Рассказывая о своём детстве, моя мать, как правило, сводила свой разговор к мачехе Раисе Александровне, считая её источником многих своих детских бед. Видимо, их отношения и способствовали тому, что, окончив восемь классов, — что по тем временам считалось неплохим образованием, — лет в 17–18 моя мать с подружками по вербовке уехала в Грузию, город Кутаиси, на шёлковый комбинат. Как оказалась мать в Тбилиси, не знаю, но, видимо, её туда привёз мой отец, поскольку там жили его мать Шушана и сестра Анджела. Этот отрезок жизни моей матери менее всего мне известен, и даже в некоторой степени загадочен.

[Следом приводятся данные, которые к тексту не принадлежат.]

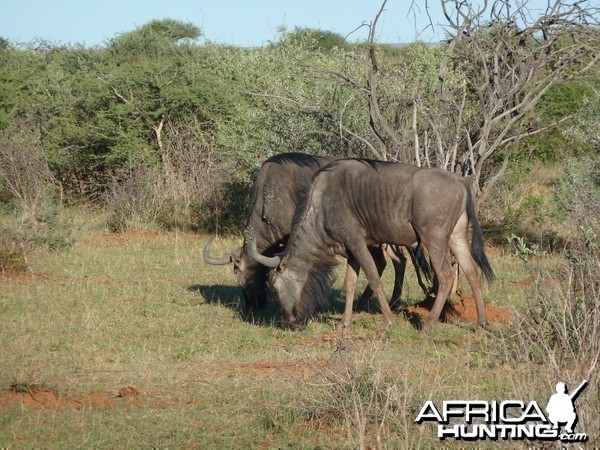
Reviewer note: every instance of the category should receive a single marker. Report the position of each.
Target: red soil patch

Видимо, сознательно мать старалась как можно меньше вспоминать и говорить об этом времени.
В 1940 году у моей матери родился первенец, названный Эдиком, который, заболев, умер в возрасте нескольких месяцев. У меня до сих пор хранится свидетельство о его рождении.

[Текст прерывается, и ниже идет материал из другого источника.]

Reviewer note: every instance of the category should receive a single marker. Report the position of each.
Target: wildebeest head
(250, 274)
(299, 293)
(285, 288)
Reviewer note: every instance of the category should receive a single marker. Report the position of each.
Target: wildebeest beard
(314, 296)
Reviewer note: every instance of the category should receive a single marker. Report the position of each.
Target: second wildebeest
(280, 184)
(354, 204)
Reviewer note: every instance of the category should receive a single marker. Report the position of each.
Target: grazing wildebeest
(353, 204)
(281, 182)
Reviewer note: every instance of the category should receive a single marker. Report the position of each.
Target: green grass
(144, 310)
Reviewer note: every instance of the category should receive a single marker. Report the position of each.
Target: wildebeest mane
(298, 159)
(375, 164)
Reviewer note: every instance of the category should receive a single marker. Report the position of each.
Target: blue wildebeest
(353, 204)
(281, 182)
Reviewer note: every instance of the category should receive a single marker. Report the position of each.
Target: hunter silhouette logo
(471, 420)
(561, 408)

Как развивались события дальше, не знаю, но мой отец оказался на фронте, и, по рассказам матери, не совсем добровольно. Что-то с ним случилось. Одним словом, от него с фронта мать получила два письма (с Украины), а последней весточкой была телеграмма, посланная им со станции Малышевская, и было это в 1942 году, уже после моего рождения. Обо мне отец так и не узнал. Больше никаких вестей о нём мы не получали: ни о его гибели, ни как о без вести пропавшем. С тех пор моя мать замуж не выходила, хотя в отдельные редкие периоды поддерживала определённые отношения с мужчинами, которых я хорошо помню, но ни один из них так и не стал её супругом.
За сгинувшего на войне отца от государства ни мать, ни я не получили в жизни ни копейки. Слава богу, что оно хоть от своей конституционной обязанности бесплатно учить и лечить в советские годы не отказывалось.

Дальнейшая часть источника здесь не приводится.